Beijing steps up warnings on Taiwan independence


BEIJING : Beijing stepped up its rhetoric against Taiwanese independence on Saturday, with Premier Li Keqiang warning against ‘separatist activities’ on the island and pledging to safeguard China's ‘territorial integrity’.
Li's comments at the opening of the mainland's NPC parliament came weeks after Tsai Ing-wen, chairwoman of the Beijing-sceptic Democratic People's Party, was elected Taiwan's next president.
Beijing will ‘oppose separatist activities for the independence of Taiwan’ and ‘safeguard China's sovereignty and territorial integrity’, Li told the Communist-controlled legislature. Both clauses were additions to the remarks he made on the issue at last year's NPC, when the Beijing-friendly Kuomintang of current leader Ma Ying-jeou was still hoping to retain power in Taipei.

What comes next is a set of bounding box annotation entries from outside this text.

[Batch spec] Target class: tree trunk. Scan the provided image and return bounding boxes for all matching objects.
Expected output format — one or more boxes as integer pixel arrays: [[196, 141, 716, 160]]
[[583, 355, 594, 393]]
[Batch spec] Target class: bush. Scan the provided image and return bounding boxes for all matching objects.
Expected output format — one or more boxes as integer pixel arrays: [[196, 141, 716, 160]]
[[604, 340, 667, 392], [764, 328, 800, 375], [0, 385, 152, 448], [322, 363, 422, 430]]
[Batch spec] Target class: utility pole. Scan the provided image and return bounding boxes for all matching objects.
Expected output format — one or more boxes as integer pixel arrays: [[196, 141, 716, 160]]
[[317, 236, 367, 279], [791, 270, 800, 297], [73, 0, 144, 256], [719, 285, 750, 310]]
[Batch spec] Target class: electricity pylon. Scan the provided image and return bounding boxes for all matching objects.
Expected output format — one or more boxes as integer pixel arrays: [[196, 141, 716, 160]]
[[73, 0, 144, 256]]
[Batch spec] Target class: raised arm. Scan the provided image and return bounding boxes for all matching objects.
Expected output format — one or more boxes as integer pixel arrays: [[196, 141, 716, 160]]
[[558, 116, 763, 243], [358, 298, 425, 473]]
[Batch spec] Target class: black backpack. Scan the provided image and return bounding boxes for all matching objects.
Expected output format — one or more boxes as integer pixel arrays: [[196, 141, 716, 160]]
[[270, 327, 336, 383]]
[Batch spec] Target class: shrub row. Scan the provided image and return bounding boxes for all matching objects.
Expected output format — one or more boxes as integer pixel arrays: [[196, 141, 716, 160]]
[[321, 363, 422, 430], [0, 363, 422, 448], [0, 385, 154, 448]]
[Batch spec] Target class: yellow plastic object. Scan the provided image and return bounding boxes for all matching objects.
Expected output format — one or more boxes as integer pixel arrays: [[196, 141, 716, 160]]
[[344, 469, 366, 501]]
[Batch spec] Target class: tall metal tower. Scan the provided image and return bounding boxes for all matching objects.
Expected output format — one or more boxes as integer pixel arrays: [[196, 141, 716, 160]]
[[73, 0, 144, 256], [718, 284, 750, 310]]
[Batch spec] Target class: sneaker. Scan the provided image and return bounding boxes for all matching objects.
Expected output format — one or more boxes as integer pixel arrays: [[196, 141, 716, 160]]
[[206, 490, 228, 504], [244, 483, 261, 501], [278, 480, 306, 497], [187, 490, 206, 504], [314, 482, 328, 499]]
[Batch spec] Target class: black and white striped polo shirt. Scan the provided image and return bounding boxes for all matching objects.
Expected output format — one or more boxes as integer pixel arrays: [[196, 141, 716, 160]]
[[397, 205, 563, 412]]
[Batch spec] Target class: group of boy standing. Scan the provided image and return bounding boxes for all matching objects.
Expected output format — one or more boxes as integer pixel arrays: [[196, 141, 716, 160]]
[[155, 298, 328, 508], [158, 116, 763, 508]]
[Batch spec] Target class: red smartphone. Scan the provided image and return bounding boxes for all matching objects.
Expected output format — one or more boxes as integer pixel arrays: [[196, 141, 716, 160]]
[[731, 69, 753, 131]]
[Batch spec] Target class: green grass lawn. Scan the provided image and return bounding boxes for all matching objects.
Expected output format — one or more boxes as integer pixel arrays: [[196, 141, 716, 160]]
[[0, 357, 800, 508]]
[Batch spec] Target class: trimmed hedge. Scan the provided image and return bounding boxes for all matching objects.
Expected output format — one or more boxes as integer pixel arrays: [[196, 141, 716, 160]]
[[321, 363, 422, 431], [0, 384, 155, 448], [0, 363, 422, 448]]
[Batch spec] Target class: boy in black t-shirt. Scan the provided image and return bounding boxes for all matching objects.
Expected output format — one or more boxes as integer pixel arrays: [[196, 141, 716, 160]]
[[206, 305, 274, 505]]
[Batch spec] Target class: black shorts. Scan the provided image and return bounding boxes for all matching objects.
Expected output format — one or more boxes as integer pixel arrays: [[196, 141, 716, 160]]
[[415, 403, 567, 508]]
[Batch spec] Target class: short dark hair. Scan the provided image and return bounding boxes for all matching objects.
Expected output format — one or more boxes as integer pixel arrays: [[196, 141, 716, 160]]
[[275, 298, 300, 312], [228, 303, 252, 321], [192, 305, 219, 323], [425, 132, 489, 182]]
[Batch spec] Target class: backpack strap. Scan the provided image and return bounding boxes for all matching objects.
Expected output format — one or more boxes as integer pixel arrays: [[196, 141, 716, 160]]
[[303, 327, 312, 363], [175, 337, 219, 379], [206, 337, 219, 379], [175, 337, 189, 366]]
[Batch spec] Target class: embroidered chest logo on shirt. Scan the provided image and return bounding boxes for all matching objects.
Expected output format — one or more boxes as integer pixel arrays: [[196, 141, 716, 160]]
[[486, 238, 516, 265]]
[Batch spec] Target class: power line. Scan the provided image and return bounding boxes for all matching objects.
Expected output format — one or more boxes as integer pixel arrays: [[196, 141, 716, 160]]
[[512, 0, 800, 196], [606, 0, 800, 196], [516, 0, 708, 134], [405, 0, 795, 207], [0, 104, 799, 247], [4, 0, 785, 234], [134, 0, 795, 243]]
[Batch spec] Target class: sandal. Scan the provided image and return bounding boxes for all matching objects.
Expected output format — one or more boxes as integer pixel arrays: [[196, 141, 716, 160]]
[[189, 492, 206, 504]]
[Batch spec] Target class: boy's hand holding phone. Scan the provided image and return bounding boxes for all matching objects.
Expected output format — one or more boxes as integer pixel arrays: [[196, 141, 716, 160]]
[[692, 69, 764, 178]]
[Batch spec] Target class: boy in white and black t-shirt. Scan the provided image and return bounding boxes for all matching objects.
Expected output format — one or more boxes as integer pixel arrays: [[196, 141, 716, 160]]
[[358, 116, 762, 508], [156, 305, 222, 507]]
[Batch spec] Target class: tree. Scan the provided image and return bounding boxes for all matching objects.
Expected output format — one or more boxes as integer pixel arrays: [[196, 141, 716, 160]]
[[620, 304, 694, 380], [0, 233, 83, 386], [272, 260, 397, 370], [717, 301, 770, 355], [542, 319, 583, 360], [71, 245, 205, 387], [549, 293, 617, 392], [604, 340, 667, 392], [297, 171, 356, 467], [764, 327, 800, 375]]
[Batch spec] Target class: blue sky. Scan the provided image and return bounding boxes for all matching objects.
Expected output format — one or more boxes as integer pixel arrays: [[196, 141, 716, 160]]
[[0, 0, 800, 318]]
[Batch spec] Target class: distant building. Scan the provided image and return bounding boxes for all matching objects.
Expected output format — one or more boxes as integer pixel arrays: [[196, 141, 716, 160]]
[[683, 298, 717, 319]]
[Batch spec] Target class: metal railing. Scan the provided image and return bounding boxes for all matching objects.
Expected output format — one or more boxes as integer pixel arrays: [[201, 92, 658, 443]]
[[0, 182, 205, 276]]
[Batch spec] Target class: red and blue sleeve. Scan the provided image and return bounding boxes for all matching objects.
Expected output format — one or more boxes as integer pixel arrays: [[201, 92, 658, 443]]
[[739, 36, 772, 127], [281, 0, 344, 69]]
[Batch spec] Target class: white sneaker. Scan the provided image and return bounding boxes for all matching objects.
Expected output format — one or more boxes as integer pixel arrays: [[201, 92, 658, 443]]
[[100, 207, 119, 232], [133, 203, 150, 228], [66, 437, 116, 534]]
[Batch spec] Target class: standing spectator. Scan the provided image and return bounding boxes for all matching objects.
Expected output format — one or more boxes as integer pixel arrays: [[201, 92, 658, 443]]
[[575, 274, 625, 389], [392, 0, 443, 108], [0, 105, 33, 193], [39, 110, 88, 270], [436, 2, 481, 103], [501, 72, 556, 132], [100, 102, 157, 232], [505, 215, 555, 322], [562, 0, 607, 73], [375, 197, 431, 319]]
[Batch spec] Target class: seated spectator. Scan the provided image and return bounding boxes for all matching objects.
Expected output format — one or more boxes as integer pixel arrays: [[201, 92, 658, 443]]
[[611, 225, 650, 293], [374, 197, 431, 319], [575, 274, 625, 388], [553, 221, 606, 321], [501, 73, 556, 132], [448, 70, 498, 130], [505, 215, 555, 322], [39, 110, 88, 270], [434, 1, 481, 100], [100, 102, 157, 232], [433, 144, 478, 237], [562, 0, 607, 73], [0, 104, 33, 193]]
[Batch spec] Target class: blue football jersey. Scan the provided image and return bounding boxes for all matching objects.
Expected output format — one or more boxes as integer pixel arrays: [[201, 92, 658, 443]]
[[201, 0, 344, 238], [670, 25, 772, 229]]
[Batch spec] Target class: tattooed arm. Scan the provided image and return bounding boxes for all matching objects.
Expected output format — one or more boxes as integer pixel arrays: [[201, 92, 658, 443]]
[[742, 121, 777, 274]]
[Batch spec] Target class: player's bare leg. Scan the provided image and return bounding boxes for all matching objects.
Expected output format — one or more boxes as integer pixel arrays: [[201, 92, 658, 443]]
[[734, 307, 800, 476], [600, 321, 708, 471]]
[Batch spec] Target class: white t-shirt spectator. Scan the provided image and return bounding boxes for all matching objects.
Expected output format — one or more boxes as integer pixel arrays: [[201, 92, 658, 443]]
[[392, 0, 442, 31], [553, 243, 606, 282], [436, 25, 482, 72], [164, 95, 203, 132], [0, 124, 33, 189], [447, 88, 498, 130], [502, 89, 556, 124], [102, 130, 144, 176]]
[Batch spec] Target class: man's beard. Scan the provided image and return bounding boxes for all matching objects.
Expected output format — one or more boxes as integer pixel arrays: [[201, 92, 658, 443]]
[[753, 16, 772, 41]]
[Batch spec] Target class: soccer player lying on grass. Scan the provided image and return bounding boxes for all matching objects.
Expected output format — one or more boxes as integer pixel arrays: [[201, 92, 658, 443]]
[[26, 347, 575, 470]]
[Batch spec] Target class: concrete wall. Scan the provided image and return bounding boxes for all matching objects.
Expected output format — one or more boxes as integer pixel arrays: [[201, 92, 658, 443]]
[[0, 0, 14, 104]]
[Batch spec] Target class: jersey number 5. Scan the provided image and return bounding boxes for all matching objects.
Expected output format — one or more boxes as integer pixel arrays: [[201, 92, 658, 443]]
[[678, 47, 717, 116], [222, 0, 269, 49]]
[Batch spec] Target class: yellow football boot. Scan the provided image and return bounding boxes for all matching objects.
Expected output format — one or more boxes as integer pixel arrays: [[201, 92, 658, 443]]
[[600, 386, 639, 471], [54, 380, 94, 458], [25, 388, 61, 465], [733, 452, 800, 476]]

China and Taiwan split in 1949 after a civil war but Beijing still considers the self-ruled island part of its territory awaiting reunification, and has an estimated 1,500 missiles aimed at stopping Taiwan from declaring independence.
Beijing has repeatedly asserted its belief in the ‘1992 consensus’, which says that there is only ‘one China’, despite allowing Taiwan to make its own interpretation.
But the DPP - which does not recognise either the ‘one China’ principle or the ‘consensus’ - triumphed in the island's January parliamentary and presidential elections as voters turned their backs on closer ties with the mainland.